There is a five-day whale hiking trail developed by Cape Nature at the reserve. It is 55 kilometres in entirety from Potberg to Koppie Alleen, and includes five overnight stops, but you need to organise it yourself. I can promise that it will be worth it. Don’t wait as I believe it is extremely popular.
We arrived to see the whales at De Hoop at around midday at Koppie Alleen’s parking area, already busy with at least one bus load of visitors.
Having already spent a night in the reserve, we were in ‘time out’ mode and happily slowed enough that nothing could worry us, least of all a bus load of visitors. Most of them were already making their way back to the bus anyway, and one poor dear, who was allergic to sand, had remained the entire time in the bus.
My four-year old son was very eager to see the De Hoop whales. He rushed on ahead on the pathway down to the cliff edge, where wonderful wooden walkways have been built not just to make it easy to reach some of the viewing points, but also to protect the vegetation and the whales from intrusion.

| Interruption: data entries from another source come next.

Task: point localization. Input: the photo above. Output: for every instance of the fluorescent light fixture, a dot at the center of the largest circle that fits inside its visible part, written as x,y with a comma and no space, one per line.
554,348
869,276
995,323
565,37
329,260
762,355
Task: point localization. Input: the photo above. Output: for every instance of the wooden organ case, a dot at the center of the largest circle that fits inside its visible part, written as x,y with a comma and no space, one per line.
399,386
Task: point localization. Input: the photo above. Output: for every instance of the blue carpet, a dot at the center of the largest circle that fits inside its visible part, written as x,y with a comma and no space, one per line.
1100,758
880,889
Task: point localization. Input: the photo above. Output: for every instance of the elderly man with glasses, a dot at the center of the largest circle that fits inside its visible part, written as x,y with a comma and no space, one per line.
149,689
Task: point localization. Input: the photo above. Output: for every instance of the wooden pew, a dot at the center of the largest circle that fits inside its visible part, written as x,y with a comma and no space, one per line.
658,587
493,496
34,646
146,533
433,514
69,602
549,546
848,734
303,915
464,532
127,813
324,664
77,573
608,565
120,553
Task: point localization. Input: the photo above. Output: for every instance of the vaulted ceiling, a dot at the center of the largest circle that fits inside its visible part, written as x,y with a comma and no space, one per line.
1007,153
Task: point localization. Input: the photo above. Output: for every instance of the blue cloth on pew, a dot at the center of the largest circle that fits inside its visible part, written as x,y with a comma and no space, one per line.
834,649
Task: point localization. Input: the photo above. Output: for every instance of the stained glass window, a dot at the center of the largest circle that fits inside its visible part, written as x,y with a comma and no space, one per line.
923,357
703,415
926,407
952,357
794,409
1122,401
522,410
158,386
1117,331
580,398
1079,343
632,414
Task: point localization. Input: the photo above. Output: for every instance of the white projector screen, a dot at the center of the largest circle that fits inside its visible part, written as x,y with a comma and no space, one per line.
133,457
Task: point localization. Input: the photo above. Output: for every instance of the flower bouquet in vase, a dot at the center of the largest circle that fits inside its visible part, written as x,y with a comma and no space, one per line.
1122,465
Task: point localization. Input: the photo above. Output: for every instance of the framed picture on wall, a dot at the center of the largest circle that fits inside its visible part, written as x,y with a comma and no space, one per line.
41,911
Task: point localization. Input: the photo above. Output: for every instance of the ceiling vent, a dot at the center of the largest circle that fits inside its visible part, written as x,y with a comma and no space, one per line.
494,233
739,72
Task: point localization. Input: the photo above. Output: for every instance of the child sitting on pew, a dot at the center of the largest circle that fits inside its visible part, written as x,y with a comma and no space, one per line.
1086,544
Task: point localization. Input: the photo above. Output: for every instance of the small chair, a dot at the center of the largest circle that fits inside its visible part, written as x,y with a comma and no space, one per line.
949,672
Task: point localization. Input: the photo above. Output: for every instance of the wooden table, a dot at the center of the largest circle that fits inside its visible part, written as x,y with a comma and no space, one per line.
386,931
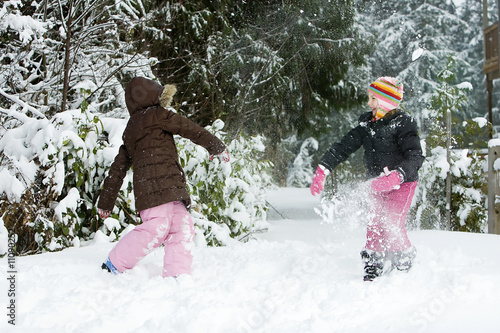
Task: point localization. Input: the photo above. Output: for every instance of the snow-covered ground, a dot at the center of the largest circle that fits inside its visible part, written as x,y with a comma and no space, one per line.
301,276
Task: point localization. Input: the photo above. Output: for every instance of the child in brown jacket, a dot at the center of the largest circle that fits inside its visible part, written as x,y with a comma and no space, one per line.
158,179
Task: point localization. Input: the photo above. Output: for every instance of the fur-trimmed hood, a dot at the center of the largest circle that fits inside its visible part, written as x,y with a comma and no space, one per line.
141,93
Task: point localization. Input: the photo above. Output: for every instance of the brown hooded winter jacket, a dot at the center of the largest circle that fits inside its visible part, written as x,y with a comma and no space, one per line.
149,147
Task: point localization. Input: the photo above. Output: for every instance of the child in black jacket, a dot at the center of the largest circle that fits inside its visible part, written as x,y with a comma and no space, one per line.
392,157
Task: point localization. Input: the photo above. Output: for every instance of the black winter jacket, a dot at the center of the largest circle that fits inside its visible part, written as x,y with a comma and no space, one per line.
392,141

At about this time we discover that we’ve left the binoculars back at the cottage. Typical. With much muttering about our inability to organise a —-up in a brewery, we decide to press on regardless, and if we really manage not to see anything without them, one of us will return to fetch them.
We needn’t have worried. Whales come within 100 metres of the shore here and whilst a pair of binoculars would undoubtedly have improved our vision, one can easily sight the whales without them. And whales there were. Immediately close to the shore were at least four females with their calves passing across the bay – easily visible to us.
In fact we saw so many whales that we became rather blasé about it all. They were to return coming back the other way again roughly an hour later – or at least I think it was them; it is hard to tell.
Further out, there were more whales still – visible because every now and again they would spew water from their blowholes. And we got to see the entire gambit of whale behaviour. There was a lot of rolling around happening just off the shore, which was either playful moms with tots (though a four-ton calf hardly qualifies as a ‘tot’ does it?), or mating – it was hard to distinguish without those binoculars – whilst further out we were entertained to lobtailing and sailing.
The sailing (standing on their head with tails out of the water) was utterly bewildering. I kept waiting for them to go down but they stay suspended like this for at least ten minutes. Science says that they’re using the wind to push their bodies through the water or cooling, but I have a secret feeling that they’re just plain showing off for the fun of it – I don’t know, do you need a reason to stand on your head?
Whales come to our shores to mate and breed every year. The females produce an offspring once every three years. The calf takes a year to gestate, and then suckles for six months – apparently a calf drinks up to 200 litres of milk a day, and grows three centimetres in a day, so you can understand that a female needs to recover from this ordeal, which explains the three-year cycle.
It was quite funny to swop notes with an elderly couple making their way back from the beach as we arrived. The woman, rather indignant at the male whales ‘lying in wait’, as far as she was concerned, for the females, reckoned they would be re-inseminated on their way out of the bay, having just given birth. I was relieved the learn that this was not quite the case.
Once down the wooden walkways that lead to the sea, there is a little beach alcove to which we headed and collapsed in a heap, whilst our progeny was happy to race through the waves and collect shells.
From our vantage point beached as we were on the sloping sands, we could happily watch the whales passing to and fro, whilst a seal played happily where the waves broke onto the shore, for what must have been at least an hour. What an incredible display of complete surrender on his part. That was one happy seal.
We had the place virtually to ourselves, even though this was a weekend in August when the whales are at their peak in the bay. We shared it only with a few oyster catchers, who were none too amused when our son innocently got too close whilst trying to find cuttle fish, and a few other visitors who strolled across the sand en route to other parts of the bay like Vaalkrans and Lekkerwater.
The wild, brilliantly blue, sheltered bay at De Hoop is whale watching at its best.